Last month the Federal Trade Commission (FTC) and the U.S. Food and Drug Administration (FDA) sent joint warning letters to four companies that manufacture and advertise flavored liquids used in vaping (“e-liquids”). While the letters focus on the nicotine content of the products, they should nevertheless be of interest to cannabis advertisers because they demonstrate a continued regulatory focus on vaping and suggest a framework that may soon apply more broadly to the promotion of retail cannabis products.
The Gist of the Warning Letters
Each of the four letters alleges that the recipient markets an e-liquid product containing nicotine and does not warn consumers in its social media advertising of the addictive nature of nicotine. As you can see from the sample ad below, the focus is not so much on what the ads say, but rather what they don’t say.
The FDA charges that the e-liquids are misbranded because they fail to include the federally mandated nicotine warning statement:
See 21 C.F.R. § 1143.3.
And the FTC argues that “failure to disclose the presence of and risks associated with nicotine raises concerns that the social media posting could be unfair or likely to mislead consumers.” (The FTC also includes a reminder that any material connection between the brands and their social media endorsers must be disclosed.)
In a narrow sense, the warning letters stand for the proposition that if you advertise e-liquids containing nicotine on social media, you must disclose that the product contains nicotine and include warnings about the accompanying risks.
Implications for Cannabis Advertisers
In a broader sense, though, these warning letters raise questions that have significant implications for cannabis advertising.
Data show that vaping cannabis is becoming increasingly popular in states with adult-use laws on the books. In fact, sales of cannabis concentrates used in vaping now account for approximately 27% of all legal cannabis sales—second only to smokeable flower—and are projected to keep rising in the coming years.
Part of that growth is no doubt due to promotion of cannabis-based vaping products on social media. In states where retail cannabis sales are legal, advertising by licensed cannabis companies is commonplace on social media, including ads depicting cannabis concentrates, extracts, cartridges, e-liquids, and all manner of vaping products. These products don’t contain nicotine, but they do contain THC.

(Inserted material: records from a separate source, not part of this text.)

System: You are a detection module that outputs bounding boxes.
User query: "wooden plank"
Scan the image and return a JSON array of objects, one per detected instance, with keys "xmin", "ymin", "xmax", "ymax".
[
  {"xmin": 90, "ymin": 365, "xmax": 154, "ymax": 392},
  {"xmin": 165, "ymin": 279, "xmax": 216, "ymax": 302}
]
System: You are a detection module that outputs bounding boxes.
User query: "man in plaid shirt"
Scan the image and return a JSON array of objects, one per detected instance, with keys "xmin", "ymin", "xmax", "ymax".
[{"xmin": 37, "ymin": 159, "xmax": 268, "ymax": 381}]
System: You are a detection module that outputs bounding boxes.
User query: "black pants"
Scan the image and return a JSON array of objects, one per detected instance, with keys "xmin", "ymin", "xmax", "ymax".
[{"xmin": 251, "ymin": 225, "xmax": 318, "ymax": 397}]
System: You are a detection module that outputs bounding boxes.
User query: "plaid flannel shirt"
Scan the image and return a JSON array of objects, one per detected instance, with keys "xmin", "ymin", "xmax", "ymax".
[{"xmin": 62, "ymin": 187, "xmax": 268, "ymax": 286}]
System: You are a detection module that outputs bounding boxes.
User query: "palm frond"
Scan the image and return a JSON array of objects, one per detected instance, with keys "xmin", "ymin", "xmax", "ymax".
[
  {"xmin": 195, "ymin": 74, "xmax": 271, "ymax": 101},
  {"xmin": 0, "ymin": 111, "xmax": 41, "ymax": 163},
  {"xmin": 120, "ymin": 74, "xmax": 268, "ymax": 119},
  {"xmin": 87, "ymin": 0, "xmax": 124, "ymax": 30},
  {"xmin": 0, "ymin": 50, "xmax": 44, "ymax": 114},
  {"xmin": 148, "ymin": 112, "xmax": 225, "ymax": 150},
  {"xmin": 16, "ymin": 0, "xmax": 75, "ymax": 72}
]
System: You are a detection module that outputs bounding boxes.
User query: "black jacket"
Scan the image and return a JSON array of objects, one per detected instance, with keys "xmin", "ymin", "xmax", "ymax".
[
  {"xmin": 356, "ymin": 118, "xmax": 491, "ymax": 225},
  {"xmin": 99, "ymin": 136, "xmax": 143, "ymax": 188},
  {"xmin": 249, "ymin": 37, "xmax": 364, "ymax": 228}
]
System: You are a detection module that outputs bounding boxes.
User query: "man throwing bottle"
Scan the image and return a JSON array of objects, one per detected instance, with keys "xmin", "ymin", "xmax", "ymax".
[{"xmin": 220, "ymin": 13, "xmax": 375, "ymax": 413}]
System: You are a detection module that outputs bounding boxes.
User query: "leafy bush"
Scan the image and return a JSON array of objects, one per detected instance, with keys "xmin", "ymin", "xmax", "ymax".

While some contend that THC, the principal psychoactive component of cannabis, is not addictive, there is growing consensus that cannabis use does come with some risk of addiction. The Center for Disease Control reports that about 1 in 10 adult marijuana users will become addicted. That figure is consistent with research cited by the National Institute on Drug Abuse showing that about 9 percent of marijuana users become addicted. Does that level of risk require advertisers of cannabis e-liquids (or other cannabis products, for that matter) to include an addiction warning on its social media advertising?
Putting aside the risk of addiction, what about the other mandatory cannabis warnings that are required to be included on product packaging? In Massachusetts, cannabis packaging must include warning labels noting, among other things, that information about the side effects of using cannabis is limited and that there “may be associated health risks.” The packaging must also contain a warning that “marijuana use during pregnancy and breast-feeding may pose potential harms.”
Does the fact that Massachusetts and other adult-use states require these and other warnings mean that failure to include them in social media ads for cannabis e-liquids, vape pens, cartridges, and other vaping devices renders the ads unfair or deceptive? While there is no clear answer, it is certainly not difficult to imagine a regulator taking that position.
The Current Landscape and the Path Ahead
So far, local regulators have not taken a particularly active stance when it comes to cannabis advertising, and none has publicly staked out a position like that in the warning letters. The Cannabis Control Commission recently imposed a $75,000 fine on a cannabis manufacturer that allegedly failed to include certain other required warnings on some of its product labels (“CONTAINS THC” and “NOT SAFE FOR KIDS”)—but there is so far no indication that the Commission will focus on advertising claims, let alone social media advertising. Nor is there any public indication that the Attorney General is particularly focused on cannabis advertising.
As discussed in a previous post, federal regulators have so far taken a hands-off approach when it comes to cannabis advertising. However, as more states continue to usher in retail cannabis regimes, it will become increasingly difficult for the FTC and FDA to stay silent. When federal regulators do begin to focus on this area, we expect that cannabis advertising will come under intense scrutiny and that the position staked out in the warning letters will likely carry over to cannabis products of all types.